If so, JPA manipulates Entity Beans? These entity beans being the interface between the persistence layer and the business layer implementing the logic with stateless beans?
The underlying question for me is how to implement a "search for user based on various criteria" function, where the "search" request -its string representation- should be built? I mean, if JPA is not part of EJB, my beans shouldn't be aware of the data model, right?
Where is the boundary?
Is JPA part of EJB 3.0 ?
Yes and no... Yes because every application server claiming to implement EJB 3.0 spec must also provide JPA implementation. No because JPA can be easily outside of EJB, in standalone applications or Spring-managed ones.
JPA manipulates Entity Beans ?
Entity beans was a scary idea in pre-3.0 EJBs. JPA uses the term entities to distinguish itself from the disgraceful history. But yes, JPA entities are a way to map database tables to plain Java objects. In principle changes made to object are propagated to database and vice-versa (oversimplification).
As I said, JPA does not have any dependency on EJB (considered as stateless and stateful session beans) and the other way around. But there is nothing preventing you from using JPA in EJB.
In your scenario you'll have a stateless EJB constructing the query and interacting with the database via JPA. Technically speaking you will call methods on EntityManager injected to your bean:
#Stateless
public class SearchService {
#PersistenceContext
private EntityManager em;
public List<User> findUsersBornAfter(Date date) {
return em.
createQuery("SELECT u FROM User u WHERE u.birthDate > :birthDate ORDER BY name").
setParameter("birthDate", date).
getResultList();
}
}
As you can see the business layer is aware of the data model (obviously), but there is no dependency on EJB/business services as far as entities are concerned. In this example JPQL (query) is formed in the service layer and User is a JPA entity. Calling getResultList() causes the JPA provider to translate JPQL to SQL, run the query and transalte the results back to User object instances.
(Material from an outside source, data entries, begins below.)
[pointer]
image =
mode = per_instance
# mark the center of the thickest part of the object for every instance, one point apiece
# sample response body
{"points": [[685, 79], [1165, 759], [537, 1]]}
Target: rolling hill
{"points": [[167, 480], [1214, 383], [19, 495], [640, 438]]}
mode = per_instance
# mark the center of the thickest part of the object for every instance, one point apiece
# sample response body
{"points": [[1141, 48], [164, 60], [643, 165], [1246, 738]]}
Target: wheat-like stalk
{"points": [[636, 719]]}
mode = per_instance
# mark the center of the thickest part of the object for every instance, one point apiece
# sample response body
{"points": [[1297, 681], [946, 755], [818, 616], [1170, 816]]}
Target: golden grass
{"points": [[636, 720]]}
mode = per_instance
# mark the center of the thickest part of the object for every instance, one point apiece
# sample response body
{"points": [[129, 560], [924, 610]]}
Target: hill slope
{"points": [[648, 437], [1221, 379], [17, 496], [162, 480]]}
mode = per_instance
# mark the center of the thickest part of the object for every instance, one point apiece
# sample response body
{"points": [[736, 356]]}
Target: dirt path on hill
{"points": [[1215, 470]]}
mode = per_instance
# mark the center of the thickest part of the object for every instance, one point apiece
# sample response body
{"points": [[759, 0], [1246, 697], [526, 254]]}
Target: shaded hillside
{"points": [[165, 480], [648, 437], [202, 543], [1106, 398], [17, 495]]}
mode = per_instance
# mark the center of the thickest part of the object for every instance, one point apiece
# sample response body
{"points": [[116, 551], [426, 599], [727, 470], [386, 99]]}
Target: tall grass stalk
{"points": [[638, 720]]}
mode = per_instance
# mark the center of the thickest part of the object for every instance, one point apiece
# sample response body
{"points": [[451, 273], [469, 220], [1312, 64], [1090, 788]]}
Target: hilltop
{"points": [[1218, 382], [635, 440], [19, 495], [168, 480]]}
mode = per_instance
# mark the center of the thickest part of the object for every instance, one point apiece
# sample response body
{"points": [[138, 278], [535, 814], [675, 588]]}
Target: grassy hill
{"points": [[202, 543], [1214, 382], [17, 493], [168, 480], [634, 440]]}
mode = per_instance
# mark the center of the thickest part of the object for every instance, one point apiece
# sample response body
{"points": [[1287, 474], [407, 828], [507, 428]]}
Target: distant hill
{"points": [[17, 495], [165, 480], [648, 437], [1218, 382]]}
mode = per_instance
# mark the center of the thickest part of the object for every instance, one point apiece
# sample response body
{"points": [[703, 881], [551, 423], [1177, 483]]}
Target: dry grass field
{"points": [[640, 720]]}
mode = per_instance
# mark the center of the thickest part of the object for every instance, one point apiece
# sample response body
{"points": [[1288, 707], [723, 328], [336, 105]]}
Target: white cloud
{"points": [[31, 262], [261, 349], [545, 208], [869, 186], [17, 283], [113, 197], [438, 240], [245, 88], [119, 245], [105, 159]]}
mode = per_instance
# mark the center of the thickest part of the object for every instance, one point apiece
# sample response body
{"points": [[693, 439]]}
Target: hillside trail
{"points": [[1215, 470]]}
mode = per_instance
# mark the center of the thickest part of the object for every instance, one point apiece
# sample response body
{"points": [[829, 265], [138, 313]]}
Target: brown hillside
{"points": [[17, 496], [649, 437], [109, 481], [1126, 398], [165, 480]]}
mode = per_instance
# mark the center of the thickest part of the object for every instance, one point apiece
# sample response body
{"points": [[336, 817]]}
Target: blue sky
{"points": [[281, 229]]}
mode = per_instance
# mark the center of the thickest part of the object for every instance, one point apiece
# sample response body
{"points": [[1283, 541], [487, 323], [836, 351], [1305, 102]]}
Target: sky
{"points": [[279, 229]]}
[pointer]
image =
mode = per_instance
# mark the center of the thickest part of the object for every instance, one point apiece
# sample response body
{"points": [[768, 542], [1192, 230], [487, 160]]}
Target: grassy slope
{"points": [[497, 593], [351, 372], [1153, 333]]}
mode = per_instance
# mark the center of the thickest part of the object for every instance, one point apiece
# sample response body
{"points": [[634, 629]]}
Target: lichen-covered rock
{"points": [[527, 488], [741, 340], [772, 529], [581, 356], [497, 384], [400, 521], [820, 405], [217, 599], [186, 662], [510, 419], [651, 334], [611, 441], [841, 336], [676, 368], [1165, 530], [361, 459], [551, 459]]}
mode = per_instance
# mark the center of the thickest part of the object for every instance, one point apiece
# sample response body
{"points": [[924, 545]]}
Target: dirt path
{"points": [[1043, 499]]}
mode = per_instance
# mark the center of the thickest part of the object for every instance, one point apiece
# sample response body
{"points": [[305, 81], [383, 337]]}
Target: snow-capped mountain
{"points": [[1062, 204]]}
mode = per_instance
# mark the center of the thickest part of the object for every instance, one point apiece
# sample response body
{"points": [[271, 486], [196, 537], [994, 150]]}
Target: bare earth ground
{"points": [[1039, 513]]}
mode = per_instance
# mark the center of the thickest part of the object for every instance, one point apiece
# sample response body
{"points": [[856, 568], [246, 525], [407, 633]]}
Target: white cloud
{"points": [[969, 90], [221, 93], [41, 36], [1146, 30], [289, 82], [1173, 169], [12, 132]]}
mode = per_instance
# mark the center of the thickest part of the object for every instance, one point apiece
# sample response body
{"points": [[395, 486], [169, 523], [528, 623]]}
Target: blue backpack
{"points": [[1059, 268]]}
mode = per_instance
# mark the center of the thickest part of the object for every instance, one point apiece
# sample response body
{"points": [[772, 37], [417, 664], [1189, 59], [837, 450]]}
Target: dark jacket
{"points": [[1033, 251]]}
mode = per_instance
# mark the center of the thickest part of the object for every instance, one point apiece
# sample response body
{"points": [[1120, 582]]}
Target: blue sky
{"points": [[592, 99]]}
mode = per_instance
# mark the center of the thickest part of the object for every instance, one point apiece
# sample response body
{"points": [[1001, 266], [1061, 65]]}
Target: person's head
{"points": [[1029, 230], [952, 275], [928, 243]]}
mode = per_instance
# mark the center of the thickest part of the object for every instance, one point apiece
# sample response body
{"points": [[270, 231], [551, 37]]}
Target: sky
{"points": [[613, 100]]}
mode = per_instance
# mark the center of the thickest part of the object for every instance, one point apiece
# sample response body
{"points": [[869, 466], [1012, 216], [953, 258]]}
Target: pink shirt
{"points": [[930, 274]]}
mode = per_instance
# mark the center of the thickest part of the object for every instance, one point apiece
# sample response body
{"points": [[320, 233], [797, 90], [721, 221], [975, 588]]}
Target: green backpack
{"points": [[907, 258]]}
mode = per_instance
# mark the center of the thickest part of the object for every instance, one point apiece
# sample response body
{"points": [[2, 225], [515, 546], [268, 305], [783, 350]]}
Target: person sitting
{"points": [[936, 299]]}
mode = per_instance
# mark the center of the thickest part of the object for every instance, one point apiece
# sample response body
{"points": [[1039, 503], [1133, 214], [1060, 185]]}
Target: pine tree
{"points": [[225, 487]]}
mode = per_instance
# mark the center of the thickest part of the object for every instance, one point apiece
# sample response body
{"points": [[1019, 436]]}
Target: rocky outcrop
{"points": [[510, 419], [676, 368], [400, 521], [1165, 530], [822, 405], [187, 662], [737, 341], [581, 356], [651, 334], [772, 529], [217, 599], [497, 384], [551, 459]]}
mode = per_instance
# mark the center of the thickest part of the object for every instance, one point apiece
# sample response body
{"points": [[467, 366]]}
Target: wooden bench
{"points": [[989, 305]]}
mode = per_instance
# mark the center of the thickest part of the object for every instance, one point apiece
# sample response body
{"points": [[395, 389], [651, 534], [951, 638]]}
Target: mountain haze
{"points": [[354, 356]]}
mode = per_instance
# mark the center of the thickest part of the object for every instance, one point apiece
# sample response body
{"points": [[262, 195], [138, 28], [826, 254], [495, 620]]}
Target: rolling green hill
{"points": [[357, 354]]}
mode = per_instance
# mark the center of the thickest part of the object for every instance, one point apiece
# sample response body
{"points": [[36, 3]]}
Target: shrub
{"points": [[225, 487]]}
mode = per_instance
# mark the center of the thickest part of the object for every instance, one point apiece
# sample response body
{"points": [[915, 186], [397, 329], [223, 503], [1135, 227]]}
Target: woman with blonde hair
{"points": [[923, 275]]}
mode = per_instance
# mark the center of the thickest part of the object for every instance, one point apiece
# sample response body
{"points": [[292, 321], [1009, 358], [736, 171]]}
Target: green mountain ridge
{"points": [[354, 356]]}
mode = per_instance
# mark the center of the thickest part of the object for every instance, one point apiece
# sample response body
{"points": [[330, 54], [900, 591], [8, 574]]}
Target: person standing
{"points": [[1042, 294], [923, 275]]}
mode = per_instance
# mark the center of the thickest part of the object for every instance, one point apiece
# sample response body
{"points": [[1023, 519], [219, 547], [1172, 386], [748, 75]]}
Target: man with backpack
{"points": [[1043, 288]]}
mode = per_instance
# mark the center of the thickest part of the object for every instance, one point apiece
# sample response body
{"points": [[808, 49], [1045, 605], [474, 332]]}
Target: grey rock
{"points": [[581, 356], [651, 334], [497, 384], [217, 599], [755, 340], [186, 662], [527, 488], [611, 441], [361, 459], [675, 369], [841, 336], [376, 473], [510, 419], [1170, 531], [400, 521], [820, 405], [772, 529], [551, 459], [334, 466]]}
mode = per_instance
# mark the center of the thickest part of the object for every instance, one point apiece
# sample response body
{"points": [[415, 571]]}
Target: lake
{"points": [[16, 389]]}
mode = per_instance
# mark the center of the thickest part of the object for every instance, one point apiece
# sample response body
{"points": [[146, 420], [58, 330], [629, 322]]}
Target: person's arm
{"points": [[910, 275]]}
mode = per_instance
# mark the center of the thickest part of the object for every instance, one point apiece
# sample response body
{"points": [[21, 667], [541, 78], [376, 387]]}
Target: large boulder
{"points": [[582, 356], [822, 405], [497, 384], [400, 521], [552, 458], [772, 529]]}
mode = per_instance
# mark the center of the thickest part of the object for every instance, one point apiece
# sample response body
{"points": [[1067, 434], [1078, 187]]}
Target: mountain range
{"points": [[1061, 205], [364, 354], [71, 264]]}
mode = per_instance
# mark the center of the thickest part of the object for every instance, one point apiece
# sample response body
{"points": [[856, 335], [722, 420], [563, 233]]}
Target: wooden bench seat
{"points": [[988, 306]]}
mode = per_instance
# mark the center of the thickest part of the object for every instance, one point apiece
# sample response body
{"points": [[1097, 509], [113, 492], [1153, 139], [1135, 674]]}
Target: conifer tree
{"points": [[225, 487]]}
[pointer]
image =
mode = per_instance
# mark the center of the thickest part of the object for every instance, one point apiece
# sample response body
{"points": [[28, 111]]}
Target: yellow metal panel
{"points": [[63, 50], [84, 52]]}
Is the border between EJB and JPA clear now?
A couple of notes:
when it comes to the JSR, JPA 1.0 was part of EJB 3.0. See here , JPA 2.0 is a separate JSR (see here)
"entity beans" are EJB pre-3.0, and they are luckily dead. They are succeeded by JPA.
when it comes to dependencies - JPA does not depend on EJB, and EJB does not depend on JPA. However, EJB can handle injection of JPA entity manager
you can use either of them standalone
each application server supports both
Adding to BalusC's answer, from Wikipedia - Enterprise JavaBean:
Note that the current EJB 3.1 specification does not detail how an application server provides persistence (a task delegated to the JPA specification), but instead details how business logic can easily integrate with the persistence services offered by the application server.
The integration takes away some pain points from JPA, namely the rather verbose and noisy starting and committing/rollbacking a transaction and scoping the extended persistence context (that last one only for statefull session beans).
Adding to Bozho's answer:
In EJB 3.0, JPA 1.0 was part of EJB but as a sub-spec and useable outside EJB and outside Java EE.
In EJB 3.1, JPA has been completely split-off from EJB and JPA 2.0 is 100% a separate JSR.
From Wikipedia - Java Persistence API:
Enterprise JavaBeans
The EJB 3.0 specification (itself part of the Java EE 5 platform) included a definition of the Java Persistence API. However, end-users do not need an EJB container or a Java EE application server in order to run applications that use this persistence API.[1] Future versions of the Java Persistence API will be defined in a separate JSR and specification rather than in the EJB JSR/specification.
The Java Persistence API replaces the persistence solution of EJB 2.0 CMP (Container Managed Persistence).